Hi,
We would like to based our future product on couchbase - but no matter what we are doing the query perfomance is very slow…
Im running a single node on a server with 40 logical processors and 128 GB with fast HDDs.
I have a single bucket with only 300K documents (our target is 10B per customer).

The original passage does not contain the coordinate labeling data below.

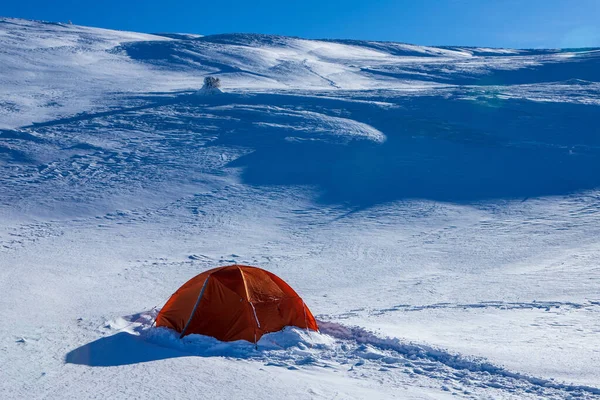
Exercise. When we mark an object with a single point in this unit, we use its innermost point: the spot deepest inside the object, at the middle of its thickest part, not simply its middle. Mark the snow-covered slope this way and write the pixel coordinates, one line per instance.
(436, 207)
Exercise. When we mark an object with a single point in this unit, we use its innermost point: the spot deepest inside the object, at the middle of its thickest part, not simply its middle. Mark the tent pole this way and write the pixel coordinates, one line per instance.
(195, 306)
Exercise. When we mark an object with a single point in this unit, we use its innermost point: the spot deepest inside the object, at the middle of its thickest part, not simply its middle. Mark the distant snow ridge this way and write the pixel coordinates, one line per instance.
(308, 121)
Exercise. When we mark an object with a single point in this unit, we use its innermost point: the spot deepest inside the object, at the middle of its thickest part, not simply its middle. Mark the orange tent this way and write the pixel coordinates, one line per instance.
(235, 302)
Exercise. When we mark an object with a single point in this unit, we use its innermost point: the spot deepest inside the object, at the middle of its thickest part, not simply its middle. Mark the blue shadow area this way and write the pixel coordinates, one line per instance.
(119, 349)
(441, 149)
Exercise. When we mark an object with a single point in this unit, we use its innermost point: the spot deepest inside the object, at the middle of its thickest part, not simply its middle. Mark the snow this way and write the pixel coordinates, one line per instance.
(436, 208)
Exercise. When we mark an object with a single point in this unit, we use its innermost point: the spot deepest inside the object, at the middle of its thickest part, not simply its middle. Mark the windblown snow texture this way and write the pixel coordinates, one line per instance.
(436, 207)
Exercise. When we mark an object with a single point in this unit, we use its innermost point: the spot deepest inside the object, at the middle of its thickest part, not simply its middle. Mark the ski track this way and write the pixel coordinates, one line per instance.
(322, 161)
(360, 352)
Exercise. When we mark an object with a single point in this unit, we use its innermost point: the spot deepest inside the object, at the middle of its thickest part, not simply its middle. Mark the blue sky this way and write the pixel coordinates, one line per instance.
(498, 23)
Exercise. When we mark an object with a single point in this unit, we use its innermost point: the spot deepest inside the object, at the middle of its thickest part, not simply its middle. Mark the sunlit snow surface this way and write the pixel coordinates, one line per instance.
(437, 209)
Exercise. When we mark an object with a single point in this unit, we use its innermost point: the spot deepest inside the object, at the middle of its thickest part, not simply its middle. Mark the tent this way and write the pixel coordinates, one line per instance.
(235, 302)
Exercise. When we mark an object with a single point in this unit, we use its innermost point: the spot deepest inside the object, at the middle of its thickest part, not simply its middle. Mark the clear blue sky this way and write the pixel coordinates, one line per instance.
(498, 23)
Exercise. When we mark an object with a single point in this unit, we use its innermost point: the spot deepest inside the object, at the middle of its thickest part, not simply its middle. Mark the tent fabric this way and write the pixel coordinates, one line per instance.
(239, 302)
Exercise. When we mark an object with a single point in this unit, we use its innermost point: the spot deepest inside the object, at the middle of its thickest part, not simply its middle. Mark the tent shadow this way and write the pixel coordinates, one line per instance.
(120, 349)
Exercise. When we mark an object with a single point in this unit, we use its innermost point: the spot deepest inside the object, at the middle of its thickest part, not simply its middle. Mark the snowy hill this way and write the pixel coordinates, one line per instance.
(436, 207)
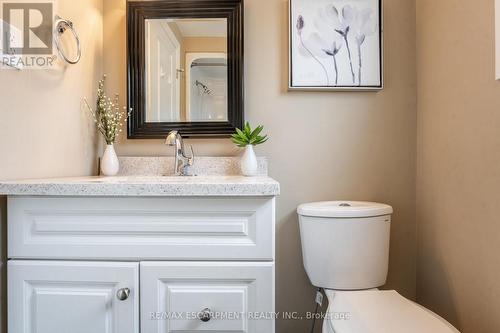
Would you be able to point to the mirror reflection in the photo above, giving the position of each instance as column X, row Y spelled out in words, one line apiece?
column 186, row 70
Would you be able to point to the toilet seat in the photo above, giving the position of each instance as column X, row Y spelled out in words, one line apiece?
column 374, row 311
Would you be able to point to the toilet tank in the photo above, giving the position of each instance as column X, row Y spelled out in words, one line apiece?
column 345, row 244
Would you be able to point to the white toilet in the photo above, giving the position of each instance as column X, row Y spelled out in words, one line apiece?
column 345, row 247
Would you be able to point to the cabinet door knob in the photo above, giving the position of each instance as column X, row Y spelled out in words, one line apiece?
column 122, row 294
column 205, row 315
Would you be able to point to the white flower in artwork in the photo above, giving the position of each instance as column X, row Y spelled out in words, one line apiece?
column 305, row 50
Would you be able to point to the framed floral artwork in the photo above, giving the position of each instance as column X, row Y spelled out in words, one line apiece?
column 335, row 45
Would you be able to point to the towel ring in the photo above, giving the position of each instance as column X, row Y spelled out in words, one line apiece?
column 61, row 25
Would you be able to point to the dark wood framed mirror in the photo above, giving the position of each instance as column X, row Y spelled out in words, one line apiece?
column 185, row 67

Each document contains 20 integers and 10kb image file (as byte array).
I setup primary and secondary indexes:
- CREATE PRIMARY INDEX
#primary
ONsuspectentity
USING GSI - CREATE INDEX
IndexBasic
ONsuspectentity
(time
,channelId
) USING GSI
I setup 20GB RAM for bucket and 100GB RAM for indexes.
I query only by time range and channelId with max results of 10k documents. for example:
SELECT * from suspectentity where time >= ‘2016-01-31T09:00’ and time <= ‘2016-01-31T13:00’ and channelId=12 LIMIT 10000;
The EXPLAIN shows that CB uses the correct index scan:
cbq.exe> EXPLAIN SELECT * from suspectentity where time >= ‘2016-01-31T09:00’ and time <= ‘2016-01-31T13:00’ and channelId=12 LIMIT 10000;
{
“requestID”: “550a42a7-1691-40af-9956-de92d0fd746e”,
“signature”: “json”,
“results”: [
{
“#operator”: “Sequence”,
“~children”: [
{
“#operator”: “Sequence”,
“~children”: [
{
“#operator”: “IndexScan”,
“index”: “IndexBasic”,
“keyspace”: “suspectentity”,
“namespace”: “default”,
“spans”: [
{
“Range”: {
“High”: [
"“2016-01-31T13:00"”,
“12”
],
“Inclusion”: 3,
“Low”: [
"“2016-01-31T09:00"”,
“12”
]
}
}
],
“using”: “gsi”
},
{
“#operator”: “Parallel”,
“~child”: {
“#operator”: “Sequence”,
“~children”: [
{
“#operator”: “Fetch”,
“keyspace”: “suspectentity”,
“namespace”: “default”
},
{
“#operator”: “Filter”,
“condition”: “(((“2016-01-31T09:00” \u003c= (suspectentity
.time
)) and ((suspectentity
.time
) \u003c= “2016-01-31T13:00”)) and ((suspectentity
.channelId
) = 12))”
},
{
“#operator”: “InitialProject”,
“result_terms”: [
{
“expr”: “self”,
“star”: true
}
]
},
{
“#operator”: “FinalProject”
}
]
}
}
]
},
{
“#operator”: “Limit”,
“expr”: “10000”
}
]
}
],
“status”: “success”,
“metrics”: {
“elapsedTime”: “17.0171ms”,
“executionTime”: “17.0171ms”,
“resultCount”: 1,
“resultSize”: 2898
}
}
The query time is more then 60 seconds (for 10K results set), while on MS SQL Server we are getting results very fast (1-3 seconds). Please note that if I TAKE only 10 raws (and not 10K) then the results are 1-2 seconds.
Can anyone please give us support in order to understand the problem or maybe tell us that this is the expected perfomance.